An inventive mechanism (Evolution)

by dhw, Tuesday, September 02, 2014, 20:50 (3516 days ago) @ David Turell

Rather than reproduce all your interesting statements, I'll select those I feel require comment.-DAVID: I don't misunderstand your theory. I think it is impossible based on what we now know about genomic function. [...] I am still formulating a God-arranged process for speciation. I initially misused the concept of inventive mechanism as I was thinking out loud. I have defined it now as a set of pre-planned instructions for a new species in some still hidden area of the genome. I expect it to be found.-Firstly, I don't think you should use “inventive” of a mechanism that invents nothing and merely carries out pre-planned instructions. “Preplanning” and “preprogramming” are far clearer.-Secondly, these two statements together show double standards. My theory may seem impossible based on what we now know, but your theory is based on a “hidden area of the genome” which you “expect to be found”. What's the difference? Current knowledge sheds no light on the mystery of innovation. Therefore there are gaps in our knowledge, and your theory depends just as much as mine on speculation as to what lies in those gaps. -DAVID: Let's take your view of cells: 'cognitive": calls can chemically recognize signals and follow genomic instructions as to appropriate responses; 'sentient': cells recognize signals by chemical reactions, and give genomic guided responses; 'communicative': cells send messages to each other by different biochemical molecules which are recognizable as signals. How much mentation, as implied by your use of those words is really involved? None. Cells are primarily automatons. -You are following the same line as neuroscientists who trace the chemical and electrical processes that accompany human thought. All our activities can be described in such terms, but we don't know the nature of the thought that triggers the physical actions. Different forms of life may “think” differently from us. You recognize that with our fellow animals, because we have so much in common. But other forms of life, including plants and bacteria, do their own “thinking”, and if they didn't, they wouldn't survive. -DAVID: It is very apparent to me (and Tony) that speciation requires the input of new information in the genome. Either the information is already there, ready to be tapped when required by environmental changes, or there is directed input. I favor the former.
 
This is your preprogramming versus your dabbling. Here are the implications. Evolution requires information being passed from one generation to another, from the beginning of life to the present.

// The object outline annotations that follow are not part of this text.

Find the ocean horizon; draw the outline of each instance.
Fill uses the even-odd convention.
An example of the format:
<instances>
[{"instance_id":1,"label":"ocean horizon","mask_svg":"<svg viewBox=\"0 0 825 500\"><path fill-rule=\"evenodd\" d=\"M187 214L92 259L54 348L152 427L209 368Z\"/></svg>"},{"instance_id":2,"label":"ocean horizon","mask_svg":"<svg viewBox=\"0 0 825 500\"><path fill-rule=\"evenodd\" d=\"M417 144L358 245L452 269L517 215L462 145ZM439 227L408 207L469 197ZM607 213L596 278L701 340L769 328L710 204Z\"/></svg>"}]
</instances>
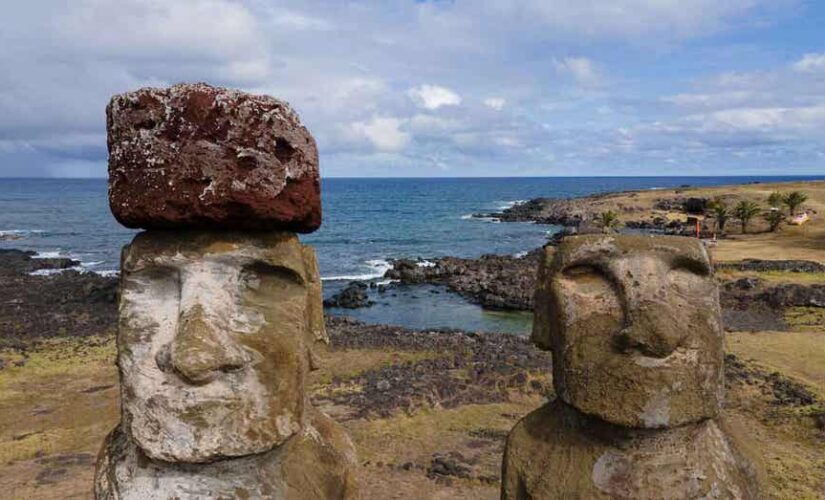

Therefore according to you every innovation, whether of organs or of modes of behaviour, had to be programmed into the first cells, allowing for every environmental change that was to trigger those innovations: kidneys, eyes, spider's silk, fire-ant's raft - all to be passed down through billions of organisms and generations and years and environments. Of course we shall never find those first “computers”, so what do you expect to find in, say, the spider's genome? A little chip, perhaps, saying “not to be used till the year 400 million BC”? The dabble theory is just as fanciful. Your infinite God of pure energy somehow contriving - perhaps through psychokinesis - to manipulate the microscopic globules of material in such a way that they will form kidneys in, say, half a dozen kidneyless organisms to make sure at least two of them survive to promulgate kidneydom. And personally planting chemicals and instructions into the spider to make sure it spins its silk. You called this “intricate planning”, so how else could God have planned it, if not by dabbling or popping a heritable silk-spinning chip into the computer section of the first living cells?
 
DAVID: As I see it, your theory requires itty-bitty, which has never been in the fossil record. Remember, I started as an agnostic. There are reasons why I am a theist, and this is a major one.-My theory does not require itty-bitty. Intelligent men tried to fly, and a lot of them got killed when their contraptions didn't work. But other intelligent men put various bits and pieces together, using the knowledge acquired from their predecessors, and were able to fly. Either the invention succeeds or it fails. That is the process I envisage with intelligent cell communities cooperating. Many of the organisms will die. But some will get the formula right (innovations can only take place within existing organisms), and then you will have speciation. It's only a hypothesis. And it does depend on us finding that cells/cell communities can “think” intelligently and inventively, to a degree beyond what is now known. Your two theories (preprogramming and dabbling) seem to me to depend on our finding something a few million degrees beyond what is now known. Remember, I started as a theist, and then an atheist. There are reasons why I am an agnostic, and this is a major one.